Jordan Clarkson, Josh Hart, and Ivica Zubac have been among the more notable Lakers selected after the first round. If you include undrafted free agents as part of the “back end”, then Alex Caruso and Austin Reaves have only added further credence to how Los Angeles has found value in places one wouldn’t expect.
This trend of savvy second round decisions will likely continue in the 2023 NBA Draft, where beyond the impending selection of Victor Wenbanyama by the San Antonio Spurs with the first overall pick, it’s anyone’s guess.

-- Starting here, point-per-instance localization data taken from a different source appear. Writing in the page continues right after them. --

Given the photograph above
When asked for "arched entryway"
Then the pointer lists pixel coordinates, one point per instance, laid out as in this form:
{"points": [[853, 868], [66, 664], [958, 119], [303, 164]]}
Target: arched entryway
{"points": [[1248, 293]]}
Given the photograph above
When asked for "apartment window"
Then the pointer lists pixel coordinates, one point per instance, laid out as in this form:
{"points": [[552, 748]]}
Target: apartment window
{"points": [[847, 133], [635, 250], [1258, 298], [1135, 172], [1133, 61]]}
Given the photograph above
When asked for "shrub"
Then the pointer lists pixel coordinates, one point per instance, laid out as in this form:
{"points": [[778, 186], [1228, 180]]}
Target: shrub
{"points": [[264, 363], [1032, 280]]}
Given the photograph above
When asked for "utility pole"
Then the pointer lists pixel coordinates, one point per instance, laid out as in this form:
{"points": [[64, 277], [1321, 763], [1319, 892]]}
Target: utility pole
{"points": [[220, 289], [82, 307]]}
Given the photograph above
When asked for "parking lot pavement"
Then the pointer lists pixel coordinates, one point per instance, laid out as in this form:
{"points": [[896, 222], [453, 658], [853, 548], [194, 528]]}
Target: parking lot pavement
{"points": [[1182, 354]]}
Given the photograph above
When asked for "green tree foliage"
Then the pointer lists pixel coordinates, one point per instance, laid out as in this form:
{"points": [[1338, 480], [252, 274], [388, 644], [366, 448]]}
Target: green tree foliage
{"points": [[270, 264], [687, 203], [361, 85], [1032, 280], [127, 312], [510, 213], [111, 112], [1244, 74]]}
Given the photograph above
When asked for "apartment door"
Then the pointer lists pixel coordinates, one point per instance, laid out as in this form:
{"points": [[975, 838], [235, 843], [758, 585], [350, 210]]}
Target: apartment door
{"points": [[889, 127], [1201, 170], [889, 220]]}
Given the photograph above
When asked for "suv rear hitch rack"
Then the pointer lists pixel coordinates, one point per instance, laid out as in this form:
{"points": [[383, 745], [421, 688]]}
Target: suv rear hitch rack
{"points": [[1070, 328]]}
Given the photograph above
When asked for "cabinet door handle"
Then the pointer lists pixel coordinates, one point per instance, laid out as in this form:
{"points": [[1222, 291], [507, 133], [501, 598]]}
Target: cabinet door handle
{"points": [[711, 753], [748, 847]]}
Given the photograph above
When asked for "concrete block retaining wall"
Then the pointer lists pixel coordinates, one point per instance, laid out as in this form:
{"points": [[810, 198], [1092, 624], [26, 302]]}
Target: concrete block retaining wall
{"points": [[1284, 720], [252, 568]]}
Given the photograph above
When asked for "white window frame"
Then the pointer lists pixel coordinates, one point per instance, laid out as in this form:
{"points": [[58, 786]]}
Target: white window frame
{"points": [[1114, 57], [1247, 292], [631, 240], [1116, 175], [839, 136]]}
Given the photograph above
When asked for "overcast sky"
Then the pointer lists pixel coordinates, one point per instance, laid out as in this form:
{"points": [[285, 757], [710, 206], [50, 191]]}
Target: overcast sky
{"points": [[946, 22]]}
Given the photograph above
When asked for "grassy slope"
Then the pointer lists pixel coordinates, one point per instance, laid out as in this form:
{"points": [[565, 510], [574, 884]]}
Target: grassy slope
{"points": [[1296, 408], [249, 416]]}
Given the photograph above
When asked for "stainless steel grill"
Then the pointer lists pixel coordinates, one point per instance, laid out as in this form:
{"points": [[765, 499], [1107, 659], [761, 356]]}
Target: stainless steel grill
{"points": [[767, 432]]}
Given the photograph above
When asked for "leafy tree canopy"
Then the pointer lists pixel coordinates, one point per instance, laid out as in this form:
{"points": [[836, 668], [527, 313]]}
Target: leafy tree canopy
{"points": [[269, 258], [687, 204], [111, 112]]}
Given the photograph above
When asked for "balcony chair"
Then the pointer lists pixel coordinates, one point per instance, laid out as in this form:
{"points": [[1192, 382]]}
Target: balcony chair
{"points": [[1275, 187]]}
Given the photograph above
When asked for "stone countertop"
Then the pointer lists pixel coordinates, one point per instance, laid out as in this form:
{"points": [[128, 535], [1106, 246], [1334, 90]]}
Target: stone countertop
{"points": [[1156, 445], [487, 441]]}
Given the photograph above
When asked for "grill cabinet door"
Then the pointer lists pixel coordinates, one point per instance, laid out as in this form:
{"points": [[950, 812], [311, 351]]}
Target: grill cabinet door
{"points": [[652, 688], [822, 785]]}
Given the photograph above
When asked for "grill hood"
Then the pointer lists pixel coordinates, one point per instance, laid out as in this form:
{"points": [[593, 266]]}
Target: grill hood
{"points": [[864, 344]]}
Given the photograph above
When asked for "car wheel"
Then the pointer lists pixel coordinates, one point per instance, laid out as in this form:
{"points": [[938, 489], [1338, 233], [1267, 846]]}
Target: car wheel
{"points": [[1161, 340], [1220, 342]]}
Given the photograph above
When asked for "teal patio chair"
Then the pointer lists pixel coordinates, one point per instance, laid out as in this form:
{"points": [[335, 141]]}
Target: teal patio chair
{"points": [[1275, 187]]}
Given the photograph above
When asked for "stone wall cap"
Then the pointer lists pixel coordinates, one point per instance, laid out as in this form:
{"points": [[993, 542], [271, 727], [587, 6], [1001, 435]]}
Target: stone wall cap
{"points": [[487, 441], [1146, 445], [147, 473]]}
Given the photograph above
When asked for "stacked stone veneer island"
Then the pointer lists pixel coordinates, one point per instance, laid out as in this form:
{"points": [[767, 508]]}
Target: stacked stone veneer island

Given their recent history, the Lakers’ 17th pick will more likely than not be on the move as part of a bigger deal to bring a star or a quality starter to Los Angeles. Their 47th pick may not look as appealing so that might be theirs to keep. There are a few players projected to be available when the Lakers pick at 47 and each brings something different to the table. Taking into consideration the list of needs they have, here’s who they can get.
Andre Jackson Jr.
Numbers don’t do justice to Jackson Jr.’s value. The 6.0 points on 42.8 percent shooting and 3.5 assists (in NCAA 85 games) don’t do justice to his ability to be a multifaceted threat on offense. Whether it’s off a missed shot or a steal, the former UConn Husky can kickstart the offense and outsmart bigger opponents.

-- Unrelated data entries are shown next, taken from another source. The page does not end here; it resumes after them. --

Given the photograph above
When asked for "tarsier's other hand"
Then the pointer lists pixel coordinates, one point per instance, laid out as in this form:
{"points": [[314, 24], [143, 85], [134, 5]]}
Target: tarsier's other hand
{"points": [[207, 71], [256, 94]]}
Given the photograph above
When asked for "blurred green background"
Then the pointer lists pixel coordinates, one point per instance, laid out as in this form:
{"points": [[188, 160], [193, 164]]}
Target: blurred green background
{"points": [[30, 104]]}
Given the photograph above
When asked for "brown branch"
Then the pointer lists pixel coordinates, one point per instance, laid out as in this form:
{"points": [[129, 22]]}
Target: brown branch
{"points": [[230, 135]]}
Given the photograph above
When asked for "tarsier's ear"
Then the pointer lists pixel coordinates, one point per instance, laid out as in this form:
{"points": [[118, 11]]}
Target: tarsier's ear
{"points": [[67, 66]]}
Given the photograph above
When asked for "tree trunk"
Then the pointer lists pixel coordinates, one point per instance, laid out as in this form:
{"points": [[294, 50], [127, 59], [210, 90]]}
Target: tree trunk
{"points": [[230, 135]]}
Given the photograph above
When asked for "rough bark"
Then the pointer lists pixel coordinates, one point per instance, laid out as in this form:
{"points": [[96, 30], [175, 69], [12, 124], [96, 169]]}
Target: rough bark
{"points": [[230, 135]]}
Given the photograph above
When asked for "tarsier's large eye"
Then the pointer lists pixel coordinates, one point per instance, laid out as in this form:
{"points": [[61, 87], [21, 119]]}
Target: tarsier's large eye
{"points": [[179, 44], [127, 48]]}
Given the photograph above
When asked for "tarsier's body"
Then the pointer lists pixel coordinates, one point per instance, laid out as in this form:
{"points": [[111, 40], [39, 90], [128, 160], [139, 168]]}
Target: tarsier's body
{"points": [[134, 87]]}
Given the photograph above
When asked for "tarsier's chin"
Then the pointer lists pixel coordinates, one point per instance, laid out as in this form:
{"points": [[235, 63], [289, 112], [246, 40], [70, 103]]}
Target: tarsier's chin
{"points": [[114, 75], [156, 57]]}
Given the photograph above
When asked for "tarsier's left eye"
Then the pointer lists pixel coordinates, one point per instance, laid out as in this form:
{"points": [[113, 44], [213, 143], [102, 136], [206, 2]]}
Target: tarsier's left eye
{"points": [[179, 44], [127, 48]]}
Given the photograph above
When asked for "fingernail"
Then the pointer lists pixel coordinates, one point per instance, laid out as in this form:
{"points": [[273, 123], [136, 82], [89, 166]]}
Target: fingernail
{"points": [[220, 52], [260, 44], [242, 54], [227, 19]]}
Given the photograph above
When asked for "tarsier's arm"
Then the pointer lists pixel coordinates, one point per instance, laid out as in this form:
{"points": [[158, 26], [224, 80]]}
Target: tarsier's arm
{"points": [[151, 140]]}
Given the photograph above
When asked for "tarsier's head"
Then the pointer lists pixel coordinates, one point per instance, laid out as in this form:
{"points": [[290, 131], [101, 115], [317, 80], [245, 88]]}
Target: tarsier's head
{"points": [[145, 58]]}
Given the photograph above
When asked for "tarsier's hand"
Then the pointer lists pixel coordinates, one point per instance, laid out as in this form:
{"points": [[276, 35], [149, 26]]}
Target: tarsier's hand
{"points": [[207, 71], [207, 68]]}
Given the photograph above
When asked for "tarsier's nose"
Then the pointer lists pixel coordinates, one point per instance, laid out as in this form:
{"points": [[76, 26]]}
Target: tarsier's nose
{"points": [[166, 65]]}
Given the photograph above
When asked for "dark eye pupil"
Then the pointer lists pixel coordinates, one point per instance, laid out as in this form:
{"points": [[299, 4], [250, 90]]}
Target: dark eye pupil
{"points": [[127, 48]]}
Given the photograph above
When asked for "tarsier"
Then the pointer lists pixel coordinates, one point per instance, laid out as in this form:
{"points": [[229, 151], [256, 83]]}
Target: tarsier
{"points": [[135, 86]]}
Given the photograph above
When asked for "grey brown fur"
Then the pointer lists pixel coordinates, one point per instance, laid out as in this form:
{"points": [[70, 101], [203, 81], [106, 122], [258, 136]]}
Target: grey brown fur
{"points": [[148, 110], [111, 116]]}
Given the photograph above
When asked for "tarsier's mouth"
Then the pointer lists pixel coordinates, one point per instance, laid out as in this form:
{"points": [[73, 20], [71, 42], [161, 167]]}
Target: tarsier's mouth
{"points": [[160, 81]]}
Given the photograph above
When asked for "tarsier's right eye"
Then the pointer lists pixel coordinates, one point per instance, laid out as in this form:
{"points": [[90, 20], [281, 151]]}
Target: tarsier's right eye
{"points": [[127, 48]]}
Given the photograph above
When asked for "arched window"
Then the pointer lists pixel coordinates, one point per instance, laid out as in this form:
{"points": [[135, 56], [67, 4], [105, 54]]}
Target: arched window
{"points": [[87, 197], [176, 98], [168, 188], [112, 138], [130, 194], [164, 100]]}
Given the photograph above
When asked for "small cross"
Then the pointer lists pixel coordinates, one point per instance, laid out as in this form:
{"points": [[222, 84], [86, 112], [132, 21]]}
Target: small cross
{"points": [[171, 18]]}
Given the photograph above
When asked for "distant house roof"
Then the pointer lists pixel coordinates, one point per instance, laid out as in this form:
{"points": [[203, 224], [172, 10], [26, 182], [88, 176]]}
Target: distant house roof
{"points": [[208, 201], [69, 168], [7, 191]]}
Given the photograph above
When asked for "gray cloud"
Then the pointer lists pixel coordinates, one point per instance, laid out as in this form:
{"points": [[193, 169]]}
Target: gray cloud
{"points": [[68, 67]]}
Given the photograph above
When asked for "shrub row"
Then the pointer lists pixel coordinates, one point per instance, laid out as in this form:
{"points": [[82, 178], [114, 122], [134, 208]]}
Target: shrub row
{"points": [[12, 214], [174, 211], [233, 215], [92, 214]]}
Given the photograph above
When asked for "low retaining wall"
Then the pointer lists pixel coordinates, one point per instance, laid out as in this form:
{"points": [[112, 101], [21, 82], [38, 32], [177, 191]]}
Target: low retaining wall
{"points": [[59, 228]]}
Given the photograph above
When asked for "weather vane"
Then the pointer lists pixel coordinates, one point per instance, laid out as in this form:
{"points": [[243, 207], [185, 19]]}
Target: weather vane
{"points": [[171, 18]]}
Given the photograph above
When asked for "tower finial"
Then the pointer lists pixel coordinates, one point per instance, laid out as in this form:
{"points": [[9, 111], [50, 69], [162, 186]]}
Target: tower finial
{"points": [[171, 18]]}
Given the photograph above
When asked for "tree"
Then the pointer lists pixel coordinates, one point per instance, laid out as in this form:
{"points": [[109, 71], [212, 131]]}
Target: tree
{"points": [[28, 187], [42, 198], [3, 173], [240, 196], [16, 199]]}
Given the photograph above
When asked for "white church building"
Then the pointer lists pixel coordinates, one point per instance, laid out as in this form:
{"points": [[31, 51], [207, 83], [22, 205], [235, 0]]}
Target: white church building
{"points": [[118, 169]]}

Point guard is one of Los Angeles’ biggest needs but Jackson Jr.’s ability to create shots for him and his teammates would allow the Lakers to go for shoot-first guards (regardless if they can be secondary playmakers) and let LeBron James spend more time off the ball.
Castleton has that Walker Kessler vibe, partly due to his height and defensive abilities and while Kessler was a better college prospect defensively, Castleton has the upper hand on offense. While his range is largely limited to inside the 3-point line, Castleton can attack from various approaches and off the pick and roll, with his energy and aggressiveness, making him a tough cover.

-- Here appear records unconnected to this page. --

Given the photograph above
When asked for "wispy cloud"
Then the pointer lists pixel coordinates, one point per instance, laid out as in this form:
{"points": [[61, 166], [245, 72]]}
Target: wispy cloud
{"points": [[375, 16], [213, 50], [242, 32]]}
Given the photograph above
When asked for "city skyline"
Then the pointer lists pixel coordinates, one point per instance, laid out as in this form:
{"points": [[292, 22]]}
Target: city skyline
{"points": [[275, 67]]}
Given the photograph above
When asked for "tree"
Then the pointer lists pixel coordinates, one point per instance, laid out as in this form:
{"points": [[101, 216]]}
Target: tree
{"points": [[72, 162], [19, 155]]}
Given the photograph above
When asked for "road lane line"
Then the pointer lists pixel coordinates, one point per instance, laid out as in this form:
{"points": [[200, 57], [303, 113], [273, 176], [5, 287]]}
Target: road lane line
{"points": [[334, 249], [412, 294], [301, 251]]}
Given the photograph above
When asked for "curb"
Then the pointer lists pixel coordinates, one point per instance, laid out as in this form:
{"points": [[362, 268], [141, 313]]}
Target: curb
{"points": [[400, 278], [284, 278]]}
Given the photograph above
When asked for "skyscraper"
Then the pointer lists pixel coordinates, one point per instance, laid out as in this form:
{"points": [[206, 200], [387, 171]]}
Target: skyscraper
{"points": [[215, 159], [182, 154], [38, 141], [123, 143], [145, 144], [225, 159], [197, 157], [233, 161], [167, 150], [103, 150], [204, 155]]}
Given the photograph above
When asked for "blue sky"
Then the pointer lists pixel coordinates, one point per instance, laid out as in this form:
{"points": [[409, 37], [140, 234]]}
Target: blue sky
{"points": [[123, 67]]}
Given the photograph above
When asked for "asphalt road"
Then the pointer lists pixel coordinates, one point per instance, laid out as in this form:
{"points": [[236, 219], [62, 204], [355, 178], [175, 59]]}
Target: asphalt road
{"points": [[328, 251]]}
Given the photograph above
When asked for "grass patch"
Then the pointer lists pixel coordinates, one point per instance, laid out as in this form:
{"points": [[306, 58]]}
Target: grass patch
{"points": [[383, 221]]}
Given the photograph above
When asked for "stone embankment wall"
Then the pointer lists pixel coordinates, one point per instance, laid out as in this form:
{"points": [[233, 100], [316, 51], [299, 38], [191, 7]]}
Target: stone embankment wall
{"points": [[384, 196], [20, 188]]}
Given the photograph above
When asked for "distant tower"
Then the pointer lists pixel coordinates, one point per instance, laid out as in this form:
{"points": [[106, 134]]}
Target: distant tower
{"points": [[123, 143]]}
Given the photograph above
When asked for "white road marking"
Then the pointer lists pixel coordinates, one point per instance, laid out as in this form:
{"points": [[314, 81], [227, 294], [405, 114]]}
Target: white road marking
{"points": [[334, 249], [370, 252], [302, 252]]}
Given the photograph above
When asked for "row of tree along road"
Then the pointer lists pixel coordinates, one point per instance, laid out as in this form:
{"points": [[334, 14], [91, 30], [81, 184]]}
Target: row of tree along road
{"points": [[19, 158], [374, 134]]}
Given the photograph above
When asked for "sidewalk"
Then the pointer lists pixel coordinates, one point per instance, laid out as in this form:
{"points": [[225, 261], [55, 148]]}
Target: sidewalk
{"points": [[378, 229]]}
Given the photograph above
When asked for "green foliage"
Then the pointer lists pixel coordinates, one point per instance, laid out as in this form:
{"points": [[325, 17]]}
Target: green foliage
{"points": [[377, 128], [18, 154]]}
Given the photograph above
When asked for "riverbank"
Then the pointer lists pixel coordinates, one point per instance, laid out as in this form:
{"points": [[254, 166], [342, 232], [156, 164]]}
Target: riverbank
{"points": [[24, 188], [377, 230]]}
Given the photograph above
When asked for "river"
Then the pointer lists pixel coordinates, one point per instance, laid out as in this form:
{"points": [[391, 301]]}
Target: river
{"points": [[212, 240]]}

The 2023 Western Conference Finals showed how size can lead to success when used well. Los Angeles could use another scoring option in the paint to draw fouls on the likes of 2023 NBA Finals MVP Nikola Jokic and Jaren Jackson Jr. and someone who can stay with them and protect the paint. That the draft is relatively short on centers should make Castleton a sought-after player.
There was a time when Bates was regarded as the best prospect in his class, even earning a Sports Illustrated cover when he was in high school. Things were looking up for the five-star recruit… until they weren’t.
Bates joined the Memphis Tigers as a freshman, but injuries and the adjustments to a new role proved too difficult to overcome. A transfer to the Eastern Michigan Eagles brought back flashes of brilliance, but the Eagles only won eight games last season.
Bates could greatly benefit from spending the season learning from someone like Lakers assistant coach Phil Handy, who has unlocked Rui Hachimura’s offensive game and helped refine the skills of LeBron James and Anthony Davis when they joined Los Angeles.
Of course, Jackson Jr., Castleton, and Bates could be gone by the time the Lakers are on the clock in the second round, but teams ahead of them could either be looking for better fits or prospects they can stash given the changes in the CBA.
The 2023 NBA Draft may not be as deep as compared to previous editions, but like life, the NBA draft is what you make of it. The Los Angeles Lakers have made a killing with their second round draft choices and undrafted free agents in recent times and if they want to make the most out of their title window, they may have to take the same approach given their current constraints.